- December 6, 2016
A line of hungry people stretched from Pastor Scott George's church door down to the street after the economy fell in 2001. The Wednesday night food pantry he had started with his wife Tammi was helping feed the homeless in Orlando, but only for a few hours until stomachs began rumbling again. The line kept getting longer each week, making Scott and Tammi realize something more needed to be done.
"We realized we weren’t truly helping them by feeding them once a week, so we started The Community Food and Outreach Center to help these people long term," said Tammi George. "Everyone that comes here works for what they get and is treated with respect, giving them the confidence to pick up the pieces.”

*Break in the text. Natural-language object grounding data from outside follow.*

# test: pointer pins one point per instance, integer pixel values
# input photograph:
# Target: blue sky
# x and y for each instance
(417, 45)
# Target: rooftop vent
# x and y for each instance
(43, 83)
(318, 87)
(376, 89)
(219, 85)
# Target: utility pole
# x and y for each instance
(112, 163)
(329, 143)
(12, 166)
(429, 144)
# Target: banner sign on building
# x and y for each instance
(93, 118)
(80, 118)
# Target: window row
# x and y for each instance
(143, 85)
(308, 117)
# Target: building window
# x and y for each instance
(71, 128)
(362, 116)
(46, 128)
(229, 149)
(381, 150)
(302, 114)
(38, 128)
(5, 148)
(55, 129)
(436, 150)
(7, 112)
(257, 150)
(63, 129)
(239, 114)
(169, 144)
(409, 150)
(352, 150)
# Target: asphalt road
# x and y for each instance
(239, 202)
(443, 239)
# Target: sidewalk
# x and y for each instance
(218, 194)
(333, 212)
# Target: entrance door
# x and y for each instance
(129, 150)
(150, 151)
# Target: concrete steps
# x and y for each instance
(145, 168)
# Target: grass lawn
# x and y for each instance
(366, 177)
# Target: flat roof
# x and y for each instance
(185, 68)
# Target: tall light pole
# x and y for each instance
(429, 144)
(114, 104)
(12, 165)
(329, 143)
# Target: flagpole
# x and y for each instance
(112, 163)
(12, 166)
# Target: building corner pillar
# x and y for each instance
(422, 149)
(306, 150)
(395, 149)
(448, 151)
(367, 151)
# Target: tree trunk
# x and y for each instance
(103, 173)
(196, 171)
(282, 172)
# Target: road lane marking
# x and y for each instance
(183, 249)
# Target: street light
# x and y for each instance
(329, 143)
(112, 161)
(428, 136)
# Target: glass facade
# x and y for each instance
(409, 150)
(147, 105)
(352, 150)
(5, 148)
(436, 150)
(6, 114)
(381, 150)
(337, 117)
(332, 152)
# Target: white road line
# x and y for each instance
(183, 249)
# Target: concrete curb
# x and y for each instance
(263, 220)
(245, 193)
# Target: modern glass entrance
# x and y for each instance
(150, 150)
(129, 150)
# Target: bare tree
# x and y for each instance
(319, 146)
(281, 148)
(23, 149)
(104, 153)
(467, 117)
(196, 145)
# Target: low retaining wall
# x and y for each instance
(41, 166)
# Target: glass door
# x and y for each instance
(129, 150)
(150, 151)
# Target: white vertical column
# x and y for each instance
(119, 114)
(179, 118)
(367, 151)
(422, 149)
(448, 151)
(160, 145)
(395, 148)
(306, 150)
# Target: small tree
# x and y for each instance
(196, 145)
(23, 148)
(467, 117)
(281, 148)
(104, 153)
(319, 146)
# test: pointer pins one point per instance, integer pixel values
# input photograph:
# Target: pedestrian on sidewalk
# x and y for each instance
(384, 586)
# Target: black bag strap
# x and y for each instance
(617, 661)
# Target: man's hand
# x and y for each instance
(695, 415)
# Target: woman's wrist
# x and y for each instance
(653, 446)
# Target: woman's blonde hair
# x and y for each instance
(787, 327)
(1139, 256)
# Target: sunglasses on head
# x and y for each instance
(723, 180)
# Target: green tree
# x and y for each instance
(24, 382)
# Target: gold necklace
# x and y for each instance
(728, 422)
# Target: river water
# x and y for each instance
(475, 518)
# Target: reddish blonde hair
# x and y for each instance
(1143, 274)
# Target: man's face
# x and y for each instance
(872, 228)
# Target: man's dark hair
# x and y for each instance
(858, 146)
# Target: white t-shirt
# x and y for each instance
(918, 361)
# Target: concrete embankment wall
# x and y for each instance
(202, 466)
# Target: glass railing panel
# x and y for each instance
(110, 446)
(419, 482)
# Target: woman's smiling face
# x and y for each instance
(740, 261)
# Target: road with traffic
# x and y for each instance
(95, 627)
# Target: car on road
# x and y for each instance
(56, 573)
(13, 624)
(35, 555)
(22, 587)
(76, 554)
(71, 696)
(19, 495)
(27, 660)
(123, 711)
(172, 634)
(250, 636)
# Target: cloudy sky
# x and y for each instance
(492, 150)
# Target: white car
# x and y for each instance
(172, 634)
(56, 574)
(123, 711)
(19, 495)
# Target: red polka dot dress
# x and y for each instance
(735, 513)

The Center expanded over the years from a simple church pantry to a one-stop shop in the heart of Orlando, where the homeless and the hungry can do everything in one building instead of traveling around town. With over 500 families coming by a day, everything is offered from life skills classes to healthcare and a low-priced grocery store.
“As our outreach program grew, so did my family,” Tammi.

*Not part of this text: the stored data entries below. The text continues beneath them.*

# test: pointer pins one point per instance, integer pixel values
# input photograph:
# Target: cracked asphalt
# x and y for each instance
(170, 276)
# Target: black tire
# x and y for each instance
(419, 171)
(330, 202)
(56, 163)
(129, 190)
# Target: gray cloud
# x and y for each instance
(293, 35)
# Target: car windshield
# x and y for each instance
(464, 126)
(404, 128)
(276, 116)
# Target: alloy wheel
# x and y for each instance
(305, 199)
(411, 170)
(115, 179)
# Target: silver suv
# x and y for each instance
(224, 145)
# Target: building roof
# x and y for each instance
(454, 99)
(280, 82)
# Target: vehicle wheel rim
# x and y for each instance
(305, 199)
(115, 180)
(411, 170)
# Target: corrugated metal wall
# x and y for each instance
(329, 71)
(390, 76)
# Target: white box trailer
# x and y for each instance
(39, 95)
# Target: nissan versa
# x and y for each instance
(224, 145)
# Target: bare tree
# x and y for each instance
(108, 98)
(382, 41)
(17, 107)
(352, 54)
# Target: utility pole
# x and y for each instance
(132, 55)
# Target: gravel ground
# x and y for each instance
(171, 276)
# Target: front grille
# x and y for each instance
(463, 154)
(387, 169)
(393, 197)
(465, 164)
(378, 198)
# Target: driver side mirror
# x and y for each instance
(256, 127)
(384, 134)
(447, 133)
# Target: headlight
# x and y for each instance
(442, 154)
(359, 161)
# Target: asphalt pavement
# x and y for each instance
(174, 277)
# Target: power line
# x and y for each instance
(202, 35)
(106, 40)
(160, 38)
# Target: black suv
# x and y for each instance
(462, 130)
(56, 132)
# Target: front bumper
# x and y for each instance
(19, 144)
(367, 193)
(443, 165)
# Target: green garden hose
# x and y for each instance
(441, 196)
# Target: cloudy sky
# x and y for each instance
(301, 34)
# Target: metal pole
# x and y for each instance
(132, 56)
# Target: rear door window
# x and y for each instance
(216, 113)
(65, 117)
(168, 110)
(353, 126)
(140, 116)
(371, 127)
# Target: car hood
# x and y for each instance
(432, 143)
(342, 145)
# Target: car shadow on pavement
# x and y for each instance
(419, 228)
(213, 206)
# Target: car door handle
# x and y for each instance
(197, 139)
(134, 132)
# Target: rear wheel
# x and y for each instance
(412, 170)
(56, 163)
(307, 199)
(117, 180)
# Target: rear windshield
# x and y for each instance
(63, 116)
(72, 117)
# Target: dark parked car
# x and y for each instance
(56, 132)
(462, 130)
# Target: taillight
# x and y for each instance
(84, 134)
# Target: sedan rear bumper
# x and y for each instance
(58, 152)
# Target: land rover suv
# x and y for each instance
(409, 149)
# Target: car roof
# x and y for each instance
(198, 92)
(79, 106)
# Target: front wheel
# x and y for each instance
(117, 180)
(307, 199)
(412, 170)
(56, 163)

Over the years she and her husband Scott had four children. With a full-time job it was hard to get downtown to The Center everyday, she said.
“I decided to start Women of Hope in 2010 with 12 other women from my neighborhood who wanted to give back to the community but had busy schedules like myself.”

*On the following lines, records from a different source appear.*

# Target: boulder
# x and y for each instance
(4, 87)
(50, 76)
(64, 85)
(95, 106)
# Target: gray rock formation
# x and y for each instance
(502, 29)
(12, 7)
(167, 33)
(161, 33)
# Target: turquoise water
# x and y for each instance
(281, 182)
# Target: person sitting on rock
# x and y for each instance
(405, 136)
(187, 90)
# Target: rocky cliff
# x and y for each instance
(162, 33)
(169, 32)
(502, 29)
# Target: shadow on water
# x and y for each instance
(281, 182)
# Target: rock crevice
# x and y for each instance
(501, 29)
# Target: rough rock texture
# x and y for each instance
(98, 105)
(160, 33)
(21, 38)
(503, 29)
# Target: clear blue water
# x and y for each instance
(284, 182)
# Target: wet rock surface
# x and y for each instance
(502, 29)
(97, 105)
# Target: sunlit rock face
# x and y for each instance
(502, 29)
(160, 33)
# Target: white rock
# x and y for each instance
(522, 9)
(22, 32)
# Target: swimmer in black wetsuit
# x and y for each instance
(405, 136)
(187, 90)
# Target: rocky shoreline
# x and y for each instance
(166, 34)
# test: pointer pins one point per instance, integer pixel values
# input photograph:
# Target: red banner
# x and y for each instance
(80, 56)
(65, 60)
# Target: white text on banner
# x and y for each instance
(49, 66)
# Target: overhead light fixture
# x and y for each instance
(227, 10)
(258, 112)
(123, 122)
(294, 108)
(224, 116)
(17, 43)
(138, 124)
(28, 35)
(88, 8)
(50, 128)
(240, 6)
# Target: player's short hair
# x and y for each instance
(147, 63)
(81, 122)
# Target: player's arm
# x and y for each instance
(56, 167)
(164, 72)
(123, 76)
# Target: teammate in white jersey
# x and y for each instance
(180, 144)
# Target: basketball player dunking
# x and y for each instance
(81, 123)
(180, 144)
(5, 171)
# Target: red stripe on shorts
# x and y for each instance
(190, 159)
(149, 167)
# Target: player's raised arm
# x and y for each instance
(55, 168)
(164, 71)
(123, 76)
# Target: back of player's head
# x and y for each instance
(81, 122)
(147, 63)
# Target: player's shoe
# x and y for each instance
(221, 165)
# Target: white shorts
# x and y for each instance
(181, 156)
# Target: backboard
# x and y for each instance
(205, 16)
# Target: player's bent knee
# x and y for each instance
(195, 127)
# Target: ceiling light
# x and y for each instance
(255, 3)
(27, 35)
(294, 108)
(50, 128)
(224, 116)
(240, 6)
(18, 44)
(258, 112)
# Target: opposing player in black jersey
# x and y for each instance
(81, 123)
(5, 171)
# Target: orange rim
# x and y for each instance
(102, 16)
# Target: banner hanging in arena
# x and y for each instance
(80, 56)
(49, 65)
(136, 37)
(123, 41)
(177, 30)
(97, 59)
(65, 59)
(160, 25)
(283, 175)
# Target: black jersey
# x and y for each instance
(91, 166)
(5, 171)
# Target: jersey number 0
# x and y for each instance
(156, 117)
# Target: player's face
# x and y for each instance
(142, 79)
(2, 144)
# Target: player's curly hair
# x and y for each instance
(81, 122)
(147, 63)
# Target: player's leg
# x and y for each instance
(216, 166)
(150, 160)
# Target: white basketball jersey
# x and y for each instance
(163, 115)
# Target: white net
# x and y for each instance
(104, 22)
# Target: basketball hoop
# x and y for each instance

Women of Hope now hosts two big events each year to help The Center: Hope in Heels, a fundraising party, and Christmas Mall, a special shopping trip when the women let the children from the Center pick out educational and athletic holiday gifts such as bicycles for riding to school. This April, Hope in Heels raised over $30,000 for the Community Food and Outreach Center, all without breaking a sweat while wearing their fanciest pairs of heels.
Hope in Heels is an annual upscale fundraiser where Women of Hope invite over 200 women from Winter Park and Maitland to participate in a silent auction of high-priced fashion and travel items, with the amount raised going to the Center – an organization that helps people looking to help themselves.
“We’re just a small grassroots group, but we manage to do all the hard work ourselves,” said Cheryl Loft, Women of Hope president. “That’s what’s special about one of our fundraisers. Most groups hire corporate people to plan these events, but it’s just the 12 putting it all together. You can tell in the details.”
Among the excitement of the auction, Hope in Heels had a special surprise for guests attending. Tammi and Women of Hope invited women who had turned their lives around with the help from The Center, giving them a night to dress up and show how far they’ve come.
“These woman are so proud of their progress,” Tammi said. “For the community to meet them and personally hear their stories, it motivates them to give a little more back and help out another family in need.”
The $32,222 raised at Hope in Heels this year will contribute to the Center’s summer funds, which will help feed families who rely on school for lunches for everyday meals.
“The biggest thing I’ve learned through all this is that when everybody does a little bit, it makes a huge difference,” Tammi said. “Whether people are helping downtown or at a fundraiser, we are giving people hope that they can get better.”